BACKGROUND: Disruptions in hypothalamic-gonadal and other endocrine axes due to energy deficits are associated with low levels of the adipocyte-secreted hormone leptin and may result in hypothalamic amenorrhea. We hypothesized that exogenous recombinant leptin replacement would improve reproductive and neuroendocrine function in women with hypothalamic amenorrhea. METHODS: Eight women with hypothalamic amenorrhea due to strenuous exercise or low weight were studied for one month before receiving recombinant human leptin and then while receiving treatment for up to three months. Six control subjects with hypothalamic amenorrhea received no treatment and were studied for a mean (+/-SD) of 8.5+/-8.1 months.

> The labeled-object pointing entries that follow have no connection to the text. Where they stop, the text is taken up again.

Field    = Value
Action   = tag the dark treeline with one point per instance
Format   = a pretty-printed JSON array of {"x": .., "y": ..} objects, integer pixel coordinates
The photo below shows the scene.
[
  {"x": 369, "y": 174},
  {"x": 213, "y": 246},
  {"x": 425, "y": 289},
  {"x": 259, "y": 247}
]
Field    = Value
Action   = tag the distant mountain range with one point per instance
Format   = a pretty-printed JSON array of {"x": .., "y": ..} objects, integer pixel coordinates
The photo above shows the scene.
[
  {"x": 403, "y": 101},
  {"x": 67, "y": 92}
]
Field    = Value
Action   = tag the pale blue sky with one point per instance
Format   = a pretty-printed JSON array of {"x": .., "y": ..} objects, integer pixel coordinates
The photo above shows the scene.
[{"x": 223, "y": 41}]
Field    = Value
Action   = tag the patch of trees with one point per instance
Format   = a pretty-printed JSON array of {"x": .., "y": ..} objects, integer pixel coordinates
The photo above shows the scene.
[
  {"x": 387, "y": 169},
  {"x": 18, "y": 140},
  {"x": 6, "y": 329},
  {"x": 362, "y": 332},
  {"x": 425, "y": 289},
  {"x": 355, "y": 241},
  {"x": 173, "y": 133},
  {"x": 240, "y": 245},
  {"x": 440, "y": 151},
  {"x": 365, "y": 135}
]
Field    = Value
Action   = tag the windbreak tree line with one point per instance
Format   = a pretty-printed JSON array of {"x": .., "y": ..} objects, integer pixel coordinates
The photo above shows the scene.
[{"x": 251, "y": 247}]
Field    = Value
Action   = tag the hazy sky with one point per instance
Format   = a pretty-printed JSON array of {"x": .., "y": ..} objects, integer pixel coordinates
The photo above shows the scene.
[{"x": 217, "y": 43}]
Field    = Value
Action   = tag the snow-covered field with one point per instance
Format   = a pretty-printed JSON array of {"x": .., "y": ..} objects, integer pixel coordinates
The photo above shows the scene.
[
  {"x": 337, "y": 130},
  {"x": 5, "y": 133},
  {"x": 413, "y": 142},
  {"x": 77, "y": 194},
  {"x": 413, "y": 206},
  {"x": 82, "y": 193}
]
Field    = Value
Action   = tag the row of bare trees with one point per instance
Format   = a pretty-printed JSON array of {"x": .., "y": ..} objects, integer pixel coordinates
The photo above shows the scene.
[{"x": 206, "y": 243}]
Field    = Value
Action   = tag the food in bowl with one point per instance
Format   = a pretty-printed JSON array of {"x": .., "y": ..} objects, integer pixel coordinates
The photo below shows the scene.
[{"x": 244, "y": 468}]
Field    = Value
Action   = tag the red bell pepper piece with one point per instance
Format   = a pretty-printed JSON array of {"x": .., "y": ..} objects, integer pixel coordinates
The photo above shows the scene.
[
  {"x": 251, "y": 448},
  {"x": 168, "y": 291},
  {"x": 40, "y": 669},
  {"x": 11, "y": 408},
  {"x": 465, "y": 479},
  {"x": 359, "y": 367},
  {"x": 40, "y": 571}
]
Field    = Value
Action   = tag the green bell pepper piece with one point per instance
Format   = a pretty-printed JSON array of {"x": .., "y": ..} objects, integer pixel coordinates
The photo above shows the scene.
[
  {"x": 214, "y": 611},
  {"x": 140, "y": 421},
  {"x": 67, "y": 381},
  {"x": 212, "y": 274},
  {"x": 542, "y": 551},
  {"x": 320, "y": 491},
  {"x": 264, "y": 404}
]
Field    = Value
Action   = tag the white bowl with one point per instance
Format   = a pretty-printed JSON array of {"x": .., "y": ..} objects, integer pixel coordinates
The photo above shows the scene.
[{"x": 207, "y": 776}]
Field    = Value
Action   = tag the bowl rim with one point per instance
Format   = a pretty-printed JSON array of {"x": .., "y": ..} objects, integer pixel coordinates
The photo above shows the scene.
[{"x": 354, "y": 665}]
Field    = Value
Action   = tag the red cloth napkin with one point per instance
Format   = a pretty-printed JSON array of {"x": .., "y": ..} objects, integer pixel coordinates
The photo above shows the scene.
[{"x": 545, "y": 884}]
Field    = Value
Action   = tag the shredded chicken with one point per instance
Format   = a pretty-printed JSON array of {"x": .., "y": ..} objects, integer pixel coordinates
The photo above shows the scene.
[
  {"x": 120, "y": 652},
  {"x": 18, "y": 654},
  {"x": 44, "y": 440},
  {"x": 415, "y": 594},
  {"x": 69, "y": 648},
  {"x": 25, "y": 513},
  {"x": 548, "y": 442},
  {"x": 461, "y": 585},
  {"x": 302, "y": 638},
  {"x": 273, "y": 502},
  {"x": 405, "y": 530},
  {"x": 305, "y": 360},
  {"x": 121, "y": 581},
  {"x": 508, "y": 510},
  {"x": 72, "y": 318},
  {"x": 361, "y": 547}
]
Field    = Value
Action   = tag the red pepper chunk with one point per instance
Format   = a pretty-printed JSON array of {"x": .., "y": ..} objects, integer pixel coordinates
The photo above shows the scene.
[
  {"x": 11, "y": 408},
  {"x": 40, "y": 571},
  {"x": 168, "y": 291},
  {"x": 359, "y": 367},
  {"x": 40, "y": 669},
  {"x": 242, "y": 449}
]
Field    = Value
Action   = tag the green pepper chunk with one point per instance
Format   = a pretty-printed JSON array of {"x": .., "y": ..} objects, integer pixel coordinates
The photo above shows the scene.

RESULTS: Luteinizing hormone (LH) pulsatility, body weight, ovarian variables, and hormone levels did not change significantly over time in the controls and during a one-month control period before recombinant leptin therapy in the treated subjects. In contrast, recombinant leptin treatment increased mean LH levels and LH pulse frequency after two weeks and increased maximal follicular diameter, the number of dominant follicles, ovarian volume, and estradiol levels over a period of three months. Three patients had an ovulatory menstrual cycle (P<0.05 for the comparison with an expected rate of spontaneous ovulation of 10 percent); two others had preovulatory follicular development and withdrawal bleeding during treatment (P<0.05). Recombinant leptin significantly increased levels of free triiodothyronine, free thyroxine, insulin-like growth factor 1, insulin-like growth factor-binding protein 3, bone alkaline phosphatase, and osteocalcin but not cortisol, corticotropin, or urinary N-telopeptide. CONCLUSIONS: Leptin administration for the relative leptin deficiency in women with hypothalamic amenorrhea appears to improve reproductive, thyroid, and growth hormone axes and markers of bone formation, suggesting that leptin, a peripheral signal reflecting the adequacy of energy stores, is required for normal reproductive and neuroendocrine function."
Anyway, there are obviously multiple inputs into the hypothalamus that determine the reporoductive hormone output, and total fat stores are not the only influence. Stress, physical exertion etc. certainly help determine why one woman may be anovulatory while another woman with even less fat may not. However, the amount of fat stores obviously has an enormous influence on reprodctive function through the fat cell-secreted hormone leptin.